Discrimination based on age or looks is hardly unknown in the field of retail or in the fashion industry as a whole, although it is perhaps slightly unusual for a corporate employee such as Bovrisse to fall subject it. Abercrombie & Fitch's controversial "looks" policy was recently called into question when it banished Rhiam Dean, an employee with a prosthetic arm, to its store room. (It lost the discrimination lawsuit Dean brought.) And everyone knows that store employees — especially in big cities — are at least partly selected for their looks. Working in fashion, one almost expects to encounter a certain level of discrimination based on factors beyond one's own control — and yet even then, Bovrisse says what she faced at Prada was unprecedented in her career:
It was a shock. I didn't work as a model on the runway...I worked in this industry for almost two decades worldwide and I never thought I would face anything like this. The females I respect who taught and inspired me in my career all fall into their 'not Prada look' category. Even the famous ones like Oprah/Suzy Menkes, they are not young or size 0.

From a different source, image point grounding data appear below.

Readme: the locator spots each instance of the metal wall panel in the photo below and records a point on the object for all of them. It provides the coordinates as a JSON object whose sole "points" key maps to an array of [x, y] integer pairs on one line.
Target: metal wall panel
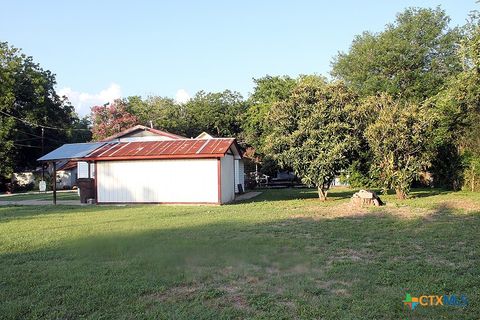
{"points": [[228, 178]]}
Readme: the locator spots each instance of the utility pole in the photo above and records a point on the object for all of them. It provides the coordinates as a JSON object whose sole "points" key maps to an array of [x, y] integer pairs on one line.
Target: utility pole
{"points": [[43, 152]]}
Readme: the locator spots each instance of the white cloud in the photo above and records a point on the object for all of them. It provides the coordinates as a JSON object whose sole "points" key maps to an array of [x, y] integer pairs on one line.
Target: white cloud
{"points": [[182, 96], [83, 101]]}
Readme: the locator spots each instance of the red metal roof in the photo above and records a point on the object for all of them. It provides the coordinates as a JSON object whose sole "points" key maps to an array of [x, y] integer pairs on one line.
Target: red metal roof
{"points": [[168, 149], [140, 127]]}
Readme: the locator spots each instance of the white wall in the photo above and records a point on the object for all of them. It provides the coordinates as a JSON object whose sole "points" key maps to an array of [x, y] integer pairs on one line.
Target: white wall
{"points": [[181, 180], [66, 178], [239, 174], [82, 170], [228, 178]]}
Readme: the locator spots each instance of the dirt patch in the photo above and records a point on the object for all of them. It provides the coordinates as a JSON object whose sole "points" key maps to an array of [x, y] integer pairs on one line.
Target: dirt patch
{"points": [[176, 293], [462, 204], [349, 255], [336, 287]]}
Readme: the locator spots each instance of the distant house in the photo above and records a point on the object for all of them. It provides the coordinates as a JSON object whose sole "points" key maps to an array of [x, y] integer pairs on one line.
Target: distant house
{"points": [[239, 166], [66, 174], [144, 165]]}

Prada eventually fired Bovrisse, first, it claimed, for taking her complaints up the chain of command beyond Japan, and later, it said, for speaking without authorization to the media. Her career is now effectively over. "Everyone knows everyone in fashion," she says. And her case — which may not succeed — is still many months away from any potential resolution. But Bovrisse believes that what happened to her was wrong, and that the world depends on people not just rolling over and taking it when the world wrongs them. "I heard Gucci just announced worldwide managers to be careful about discrimination mentioning about what happened recently to 'another luxury brand' as a case study to learn from. If it helps minimize any potential harassment and discrimination in the workplace in any or all industries, I think my enormous stress is worth it."
A recent history of negative publicity, not to mention even a handful of high-dollar-value damages rulings, might have the kind of chilling effect that would allow the women of fashion to breathe a little easier.